Tabelle 32-1 zeigt einige Beispiele für Mono-,
Di- und Polysaccharide sowie ihr Vorkommen
und ihre Eigenschaften.
32.2.3 Verzehr von Kohlenhydraten
Eine gesunde Kohlenhydratzufuhr besteht
nach den Empfehlungen der Deutschen Gesellschaft für Ernährung aus polysaccharid- und
ballaststoffreichen Lebensmitteln. Die Begründung liegt in der unterschiedlichen Verstoffwechselung und dem zusätzlichen Gehalt an
wichtigen Nährstoffen und sekundären Pflanzenstoffen dieser Lebensmittel.
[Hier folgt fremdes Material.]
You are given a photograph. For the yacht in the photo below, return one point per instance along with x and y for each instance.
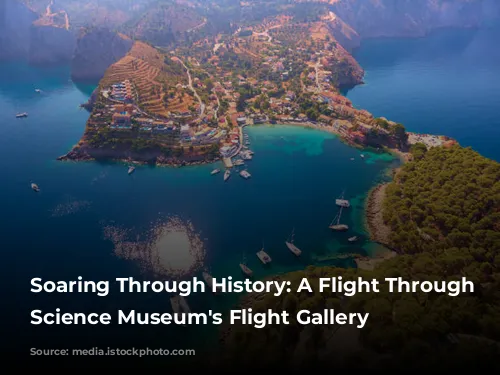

Auch »Süßes«,
also Mono- und Disaccharide sind in begrenzter Menge erlaubt, am besten in Form von
Früchten.
Die Nationale Verzehrsstudie II hat gezeigt, dass
73 % der Männer und 56 % der Frauen den
vorgegebenen Richtwert von mindestens 50 %
Kohlenhydrate in der Nahrung nicht erreichen.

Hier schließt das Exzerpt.